Somewhere along the way from Cleveland to Chicago, someone on the White Sox, probably Chick Gandil, sent word to the Tigers that it would be greatly appreciated if they wouldn’t take the four games so seriously. A “gift” in the form of a bundle of money was probably offered. The sources for this are later interviews by Gandil, White Sox team owner Charles Comiskey, and three members of the Tigers, Veach, Oscar Stanage, and Pep Young. Gandil would later be implicated as the ringleader of the game fixing scandal that marred the 1919 World Series. In this case he was looking for Detroit to “lay down” so as to assist the Sox in their efforts to beat out Boston for the flag.

It’s likely that most players on both sides were aware of the arrangement, but most of them were not directly involved. In that era if a key player, a pitcher for example, wanted to make some extra cash he might “Have a bad game.” A pair of players: Detroit pitcher Bill James and White Sox shortstop Swede Risberg later claimed that as many as three Detroit pitchers were promised a reward if they were to perform poorly in the four-game set. Those pitchers were probably James, Bernie Boland, and Willie Mitchell.

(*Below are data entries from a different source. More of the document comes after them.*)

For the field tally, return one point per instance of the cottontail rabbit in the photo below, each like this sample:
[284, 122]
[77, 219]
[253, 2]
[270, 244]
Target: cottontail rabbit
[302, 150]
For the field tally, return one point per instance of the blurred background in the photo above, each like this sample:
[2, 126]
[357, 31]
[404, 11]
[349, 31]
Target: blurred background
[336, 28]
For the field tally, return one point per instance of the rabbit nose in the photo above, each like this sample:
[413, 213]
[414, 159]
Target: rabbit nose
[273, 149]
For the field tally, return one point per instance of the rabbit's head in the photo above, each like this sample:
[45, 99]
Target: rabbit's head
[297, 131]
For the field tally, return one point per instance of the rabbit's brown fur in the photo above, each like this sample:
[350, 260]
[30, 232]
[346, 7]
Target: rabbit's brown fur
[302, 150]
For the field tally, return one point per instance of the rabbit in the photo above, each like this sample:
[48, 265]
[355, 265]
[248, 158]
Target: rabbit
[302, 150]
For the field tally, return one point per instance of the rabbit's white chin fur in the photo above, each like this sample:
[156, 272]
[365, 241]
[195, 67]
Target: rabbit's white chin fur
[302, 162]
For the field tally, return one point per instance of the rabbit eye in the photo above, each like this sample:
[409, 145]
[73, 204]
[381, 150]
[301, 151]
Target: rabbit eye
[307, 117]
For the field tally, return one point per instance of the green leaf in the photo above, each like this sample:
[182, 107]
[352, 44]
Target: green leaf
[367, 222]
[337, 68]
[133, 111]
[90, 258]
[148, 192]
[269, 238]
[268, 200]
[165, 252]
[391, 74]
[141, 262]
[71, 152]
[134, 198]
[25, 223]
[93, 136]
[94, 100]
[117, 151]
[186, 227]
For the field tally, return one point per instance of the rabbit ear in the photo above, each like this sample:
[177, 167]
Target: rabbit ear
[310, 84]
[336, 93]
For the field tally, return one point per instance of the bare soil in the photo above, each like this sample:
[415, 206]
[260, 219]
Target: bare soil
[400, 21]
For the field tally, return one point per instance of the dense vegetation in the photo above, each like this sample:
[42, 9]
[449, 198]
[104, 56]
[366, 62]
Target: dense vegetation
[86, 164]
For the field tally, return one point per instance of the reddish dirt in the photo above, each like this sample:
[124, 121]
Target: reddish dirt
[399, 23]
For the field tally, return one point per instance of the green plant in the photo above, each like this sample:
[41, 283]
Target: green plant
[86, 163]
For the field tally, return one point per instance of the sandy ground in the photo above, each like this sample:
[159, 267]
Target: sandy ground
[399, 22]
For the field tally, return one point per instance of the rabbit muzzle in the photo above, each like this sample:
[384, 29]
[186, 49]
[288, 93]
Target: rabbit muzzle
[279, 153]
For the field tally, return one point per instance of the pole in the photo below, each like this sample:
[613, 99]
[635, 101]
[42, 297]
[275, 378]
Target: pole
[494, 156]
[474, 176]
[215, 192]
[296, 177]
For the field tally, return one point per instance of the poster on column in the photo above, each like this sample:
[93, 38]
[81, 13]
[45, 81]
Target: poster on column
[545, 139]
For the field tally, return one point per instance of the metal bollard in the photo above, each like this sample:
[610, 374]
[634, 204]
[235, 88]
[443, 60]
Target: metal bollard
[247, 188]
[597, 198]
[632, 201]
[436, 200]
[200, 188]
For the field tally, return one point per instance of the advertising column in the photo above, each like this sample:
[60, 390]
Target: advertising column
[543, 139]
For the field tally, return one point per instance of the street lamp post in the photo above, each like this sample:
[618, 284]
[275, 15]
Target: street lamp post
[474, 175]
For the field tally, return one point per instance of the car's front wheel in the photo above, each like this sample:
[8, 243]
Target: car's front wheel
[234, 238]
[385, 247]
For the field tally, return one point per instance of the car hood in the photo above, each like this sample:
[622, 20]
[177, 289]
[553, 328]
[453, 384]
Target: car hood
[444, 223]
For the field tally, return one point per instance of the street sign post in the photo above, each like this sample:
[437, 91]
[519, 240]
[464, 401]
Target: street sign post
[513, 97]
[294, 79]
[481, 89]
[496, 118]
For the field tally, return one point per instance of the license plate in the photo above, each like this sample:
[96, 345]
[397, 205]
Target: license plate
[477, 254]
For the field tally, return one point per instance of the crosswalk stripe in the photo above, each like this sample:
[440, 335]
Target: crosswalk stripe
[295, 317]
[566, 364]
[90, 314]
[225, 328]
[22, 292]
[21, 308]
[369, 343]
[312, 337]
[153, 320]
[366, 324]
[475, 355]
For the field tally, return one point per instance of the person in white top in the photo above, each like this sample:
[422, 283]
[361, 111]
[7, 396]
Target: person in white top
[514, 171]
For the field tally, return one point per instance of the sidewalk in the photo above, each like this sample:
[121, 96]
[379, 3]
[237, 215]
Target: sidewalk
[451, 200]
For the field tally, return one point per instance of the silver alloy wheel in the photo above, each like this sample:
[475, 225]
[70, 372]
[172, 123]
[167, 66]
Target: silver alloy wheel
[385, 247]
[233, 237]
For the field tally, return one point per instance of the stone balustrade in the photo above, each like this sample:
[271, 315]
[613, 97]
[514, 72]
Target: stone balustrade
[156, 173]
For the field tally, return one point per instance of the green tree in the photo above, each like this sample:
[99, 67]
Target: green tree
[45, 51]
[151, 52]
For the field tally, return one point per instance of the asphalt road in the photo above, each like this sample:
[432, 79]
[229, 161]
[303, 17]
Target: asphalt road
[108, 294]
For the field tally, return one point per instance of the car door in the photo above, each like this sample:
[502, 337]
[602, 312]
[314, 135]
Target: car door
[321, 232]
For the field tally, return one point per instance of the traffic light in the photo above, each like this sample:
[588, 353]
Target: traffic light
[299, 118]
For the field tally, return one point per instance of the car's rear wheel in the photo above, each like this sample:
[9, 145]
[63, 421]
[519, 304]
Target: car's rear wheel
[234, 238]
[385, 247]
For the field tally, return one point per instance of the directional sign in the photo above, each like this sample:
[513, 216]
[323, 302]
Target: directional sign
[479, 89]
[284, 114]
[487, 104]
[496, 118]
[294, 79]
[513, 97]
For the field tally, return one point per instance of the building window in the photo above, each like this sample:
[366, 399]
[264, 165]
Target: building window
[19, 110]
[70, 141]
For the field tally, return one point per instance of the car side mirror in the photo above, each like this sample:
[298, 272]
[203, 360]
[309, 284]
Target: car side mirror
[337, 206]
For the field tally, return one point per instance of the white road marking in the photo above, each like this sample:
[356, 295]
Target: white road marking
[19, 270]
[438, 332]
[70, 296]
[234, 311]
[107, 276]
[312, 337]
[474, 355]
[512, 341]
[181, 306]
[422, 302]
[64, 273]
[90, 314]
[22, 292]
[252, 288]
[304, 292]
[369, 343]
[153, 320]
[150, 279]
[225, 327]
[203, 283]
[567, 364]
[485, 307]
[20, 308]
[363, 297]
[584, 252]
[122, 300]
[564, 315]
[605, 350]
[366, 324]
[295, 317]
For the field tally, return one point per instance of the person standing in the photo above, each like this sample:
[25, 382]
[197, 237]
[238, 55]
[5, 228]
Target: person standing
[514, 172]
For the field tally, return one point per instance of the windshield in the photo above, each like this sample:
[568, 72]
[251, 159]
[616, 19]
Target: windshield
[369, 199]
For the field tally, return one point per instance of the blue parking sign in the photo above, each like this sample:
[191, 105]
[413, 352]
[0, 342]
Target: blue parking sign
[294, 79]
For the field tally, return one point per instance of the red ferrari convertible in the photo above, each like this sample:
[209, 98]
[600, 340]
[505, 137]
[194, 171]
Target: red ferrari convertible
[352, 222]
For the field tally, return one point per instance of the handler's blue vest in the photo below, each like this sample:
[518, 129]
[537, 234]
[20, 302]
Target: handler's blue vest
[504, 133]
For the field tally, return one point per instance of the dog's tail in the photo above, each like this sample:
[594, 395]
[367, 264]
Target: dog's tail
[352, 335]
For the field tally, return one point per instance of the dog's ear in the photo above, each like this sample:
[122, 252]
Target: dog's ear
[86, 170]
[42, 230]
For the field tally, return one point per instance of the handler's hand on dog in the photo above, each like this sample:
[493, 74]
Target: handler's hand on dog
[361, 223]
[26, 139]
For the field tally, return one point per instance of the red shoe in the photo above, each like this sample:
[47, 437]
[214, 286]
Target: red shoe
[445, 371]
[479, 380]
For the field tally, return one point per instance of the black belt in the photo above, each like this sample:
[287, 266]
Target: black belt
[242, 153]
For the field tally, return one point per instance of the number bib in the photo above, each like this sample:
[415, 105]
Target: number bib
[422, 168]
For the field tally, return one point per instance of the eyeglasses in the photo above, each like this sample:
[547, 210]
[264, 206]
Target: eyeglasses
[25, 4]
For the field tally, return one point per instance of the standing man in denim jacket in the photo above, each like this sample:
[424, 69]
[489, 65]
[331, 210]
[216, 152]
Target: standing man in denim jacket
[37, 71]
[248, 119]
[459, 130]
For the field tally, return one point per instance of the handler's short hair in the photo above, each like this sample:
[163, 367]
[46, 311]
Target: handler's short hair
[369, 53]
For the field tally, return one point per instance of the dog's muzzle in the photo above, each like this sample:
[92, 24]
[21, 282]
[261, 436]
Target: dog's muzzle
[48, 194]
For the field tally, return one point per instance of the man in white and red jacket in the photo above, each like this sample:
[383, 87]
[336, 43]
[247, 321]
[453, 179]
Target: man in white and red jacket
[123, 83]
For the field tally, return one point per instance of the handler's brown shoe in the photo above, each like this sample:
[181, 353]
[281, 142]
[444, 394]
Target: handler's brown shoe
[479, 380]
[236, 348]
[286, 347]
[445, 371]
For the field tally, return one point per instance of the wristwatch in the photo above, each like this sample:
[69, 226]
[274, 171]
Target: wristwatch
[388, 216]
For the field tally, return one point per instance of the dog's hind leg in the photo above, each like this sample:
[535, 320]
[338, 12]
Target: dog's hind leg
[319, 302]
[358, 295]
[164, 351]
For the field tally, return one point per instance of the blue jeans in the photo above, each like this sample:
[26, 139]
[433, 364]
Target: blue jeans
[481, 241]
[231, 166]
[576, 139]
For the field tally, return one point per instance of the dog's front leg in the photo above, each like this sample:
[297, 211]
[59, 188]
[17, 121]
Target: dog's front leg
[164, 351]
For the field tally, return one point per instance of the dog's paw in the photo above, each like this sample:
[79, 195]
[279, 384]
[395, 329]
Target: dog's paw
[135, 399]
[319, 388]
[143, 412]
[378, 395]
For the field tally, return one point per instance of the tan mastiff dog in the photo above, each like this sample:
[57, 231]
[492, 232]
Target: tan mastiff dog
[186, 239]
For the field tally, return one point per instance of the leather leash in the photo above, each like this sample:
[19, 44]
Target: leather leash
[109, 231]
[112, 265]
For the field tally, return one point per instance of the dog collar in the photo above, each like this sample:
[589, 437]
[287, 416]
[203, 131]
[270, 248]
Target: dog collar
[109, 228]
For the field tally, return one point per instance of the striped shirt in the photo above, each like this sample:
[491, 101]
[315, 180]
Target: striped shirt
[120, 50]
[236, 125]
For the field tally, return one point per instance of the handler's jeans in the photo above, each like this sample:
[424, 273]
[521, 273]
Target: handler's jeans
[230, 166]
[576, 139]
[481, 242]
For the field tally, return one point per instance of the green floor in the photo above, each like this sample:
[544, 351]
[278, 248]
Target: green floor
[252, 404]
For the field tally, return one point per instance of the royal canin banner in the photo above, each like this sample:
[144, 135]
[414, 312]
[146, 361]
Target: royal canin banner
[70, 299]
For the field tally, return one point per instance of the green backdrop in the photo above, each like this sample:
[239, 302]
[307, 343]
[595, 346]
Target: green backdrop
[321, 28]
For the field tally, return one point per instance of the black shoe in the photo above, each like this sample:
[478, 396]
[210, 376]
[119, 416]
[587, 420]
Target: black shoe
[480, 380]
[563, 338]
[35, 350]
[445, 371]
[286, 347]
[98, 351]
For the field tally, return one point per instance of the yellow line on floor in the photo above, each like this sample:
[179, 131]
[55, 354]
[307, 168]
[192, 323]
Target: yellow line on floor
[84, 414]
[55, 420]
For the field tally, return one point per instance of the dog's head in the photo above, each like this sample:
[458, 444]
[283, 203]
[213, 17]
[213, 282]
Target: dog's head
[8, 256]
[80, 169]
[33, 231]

The Tigers lost both games on Sunday, September 2, the first in embarrassing fashion when Mitchell was pounded for four runs in the first inning. The Tigs lost that contest 7-2. The nightcap may have been played honestly by the Detroiters: in the ninth they plated four runs to take a 5-3 lead. But Jennings, perhaps unwilling to use a pitcher whose motives he couldn’t trust, stuck with starter George Cunningham, who allowed the tying runs to score in the ninth. Detroit lost 6-5 in the tenth inning when two errors set up the winning run. Maybe those errors were truly “errors” or maybe the team didn’t want to play any more baseball that afternoon.

A nice crowd of more than 10,000 filed in to Comiskey Park on Labor Day, many of them wearing straw hats and carrying scorecards or fans to compete with the late summer heat. Howard Ehmke started for the Bengals and the game was competitive throughout, but ultimately the home team prevailed 7-5 on the strength of a few late rallies. James came in to the game in relief and allowed a run.

Finally in the second game of the twinbill, the fourth game in two days, the Tigers threw up the white flag. Boland started and was out of the game by the second inning after surrendering five runs. James came in and was a real patsie, giving up seven hits, two walks, and five runs in three innings. The White Sox pounded out 17 hits in all as they beat Detroit 14-2 to complete a four-game sweep that occurred in a little less than 28 hours.

Meanwhile the Red Sox lost both ends of their Labor Day doubleheader back east in Boston to New York and lost again the next day to suddenly find themselves seven games back of Chicago. The Red Sox would never get closer than 6 1/2 games the rest of the season. The White Sox went on to win the World Series, the last one they would win until 2005.

What happened to the Tigers? After the four losses over Labor Day Weekend at the hands of the White Sox, they got on a train heading west to St. Louis for another hot road trip. Quite probably, Boland, James, and Mitchell had a few extra dollars in their pockets thanks to their poor efforts in Chicago. The Bengals limped to a fourth place finish. No one ever got in any trouble for what happened (or may not have happened) in Chicago over Labor Day. But a few years later eight members of the White Sox, including Gandil, and stars Eddie Cicotte and Joe Jackson would be implicated for fixing the World Series and were banned from the sport for life. Late in the 1920s, Dutch Leonard, the lefthanded hurler on that 1917 Boston team, accused Cobb and others of fixing games earlier in their careers, but those accusations were never proven or were swept conveniently under the rug. Baseball was ready to move on to a new era free from scandal.

The 1917 incident was one of several “game fixing” incidents from the pre-1920s “Deadball Era.” A time when there was often a different definition of sportsmanship. Even as late as the 1920s teams would send congratulatory “gifts” to other teams for beating their rivals. That practice was halted by the commissioner.